Баг отнял руку, и кот, лениво приподняв голову – ровно настолько, чтобы увидеть хозяина, – глянул на него одним глазом. Нет, вроде бы хозяин не собирается уходить на ночь глядя, хотя… чего только не случается в этом не совсем обычном доме: бывало, и посередь ночи летит куда-то как оглашенный, а глаза целеустремленные такие, весь в себе, цоп меч – и помчался, помчался. Только дверь хлопнет. И опять тихо. Странный дом, что и говорить. Странный.
Хороший.
– Да, хвостатый преждерожденный, вот так вот… – задумчиво бормотал Баг. – Так-то вот… Ты понимаешь, кот, как все непросто? А? – Судья Ди снова приподнял голову и повел ухом. – Ничего ты не понимаешь… А если и понимаешь, то молчишь. И это правильно. Это по-мужски. – Баг потянулся к стоявшей рядом бутылке “Мосыковской особой” и нацедил огненной жидкости в чарку, простую такую чарку, бронзовую, в виде треножника. – Давай-ка, хвостатый преждерожденный, еще выпьем, что ли… – Ланчжун поднял чарку, помедлил немного, потом кивнул сам себе и под пристальным взглядом Судьи Ди опрокинул в рот. – И не смотри так, тебе я не налью. Не жди даже. Ты уже пил сегодня. И не хватало еще, чтобы… – Баг замолчал на полуслове и снова уставился в экран стоявшего перед ним “Керулена”: верный механический помощник уже с полчаса показывал красочную картинку чата “У Мэй-ли”. Баг даже вписал в нужное место свой ник – “Чжучи”, но все никак не решался нажать на кнопку с надписью “Вход”. В преддверии череды празднований Нового по самым разным календарям года чат украсился увешанной яркими игрушками елкой, из-за которой ввысь взлетали стремительные праздничные шутихи, да несколькими искрящимися сугробами. Была еще музыка – но она звучала не в меру жизнерадостно, и Баг ее отключил. Гулкая тишина пустой комнаты, разбавляемая лишь звучным мурлыканьем кота, была ныне честному человекоохранителю милее.
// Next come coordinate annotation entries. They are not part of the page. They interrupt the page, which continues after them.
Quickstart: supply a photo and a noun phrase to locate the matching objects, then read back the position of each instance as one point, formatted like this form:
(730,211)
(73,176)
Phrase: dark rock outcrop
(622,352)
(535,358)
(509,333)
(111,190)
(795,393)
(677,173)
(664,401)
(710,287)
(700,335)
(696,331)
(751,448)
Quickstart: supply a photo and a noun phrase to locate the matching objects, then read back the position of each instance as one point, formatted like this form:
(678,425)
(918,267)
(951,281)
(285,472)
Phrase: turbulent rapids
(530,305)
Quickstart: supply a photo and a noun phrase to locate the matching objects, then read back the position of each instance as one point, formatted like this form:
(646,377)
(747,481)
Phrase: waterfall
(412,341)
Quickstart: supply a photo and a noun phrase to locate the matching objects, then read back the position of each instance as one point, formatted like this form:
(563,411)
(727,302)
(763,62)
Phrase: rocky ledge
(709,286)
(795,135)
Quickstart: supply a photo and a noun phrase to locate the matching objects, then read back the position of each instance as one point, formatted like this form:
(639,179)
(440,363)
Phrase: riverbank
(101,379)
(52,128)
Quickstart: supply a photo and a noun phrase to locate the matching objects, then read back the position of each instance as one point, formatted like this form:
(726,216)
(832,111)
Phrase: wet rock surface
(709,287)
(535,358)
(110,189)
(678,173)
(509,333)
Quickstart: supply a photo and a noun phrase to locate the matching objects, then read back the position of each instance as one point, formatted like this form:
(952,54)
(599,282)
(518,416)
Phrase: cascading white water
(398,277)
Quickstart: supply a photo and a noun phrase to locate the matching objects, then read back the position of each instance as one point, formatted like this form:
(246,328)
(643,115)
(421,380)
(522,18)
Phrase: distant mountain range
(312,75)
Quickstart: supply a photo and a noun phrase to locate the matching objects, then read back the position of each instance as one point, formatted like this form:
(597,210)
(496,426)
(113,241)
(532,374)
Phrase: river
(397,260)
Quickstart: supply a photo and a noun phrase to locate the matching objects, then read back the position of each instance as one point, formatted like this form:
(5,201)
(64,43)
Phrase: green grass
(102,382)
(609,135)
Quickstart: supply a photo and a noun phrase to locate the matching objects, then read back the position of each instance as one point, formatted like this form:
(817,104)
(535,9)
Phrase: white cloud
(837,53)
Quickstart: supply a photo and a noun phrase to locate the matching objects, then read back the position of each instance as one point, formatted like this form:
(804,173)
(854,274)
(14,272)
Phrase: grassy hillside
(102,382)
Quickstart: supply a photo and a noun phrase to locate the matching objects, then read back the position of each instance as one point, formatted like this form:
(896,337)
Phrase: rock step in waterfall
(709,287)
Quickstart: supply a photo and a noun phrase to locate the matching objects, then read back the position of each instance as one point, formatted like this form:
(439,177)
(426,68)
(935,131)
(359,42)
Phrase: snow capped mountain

– Знаешь, хвостатый… – Баг поднял бутылку и поболтал остатками эрготоу; пилось легко и привольно, вот только тяжесть на сердце не уходила. – Иногда я тебе даже завидую. Правда-правда, – кивнул он явно заинтересовавшемуся коту, – вот ты – кот и у тебя хвост… – Баг сызнова наполнил чарку. – И ты никого не ловишь, даже мышей… Нет, я не упрекаю тебя, совершенно… Зачем тебе ловить мышей, если у тебя есть я? А… а даже если б ты и ловил мышей, то уж не вникал бы в их мышиные думы, правда? Поймал и съел. – Баг погладил Судью Ди, и тот вывернулся беловатым пузом вверх, прихватил руку мягкими лапами, а потом снова свалился на бок. – Какова цена всех наших побед? – Баг пристально осмотрел чарку, будто видел ее впервые. – Ну и ладно… И ты – просто кот. С хвостом. Вот и все. А я… – Баг махнул рукой. На себя махнул. И выпил.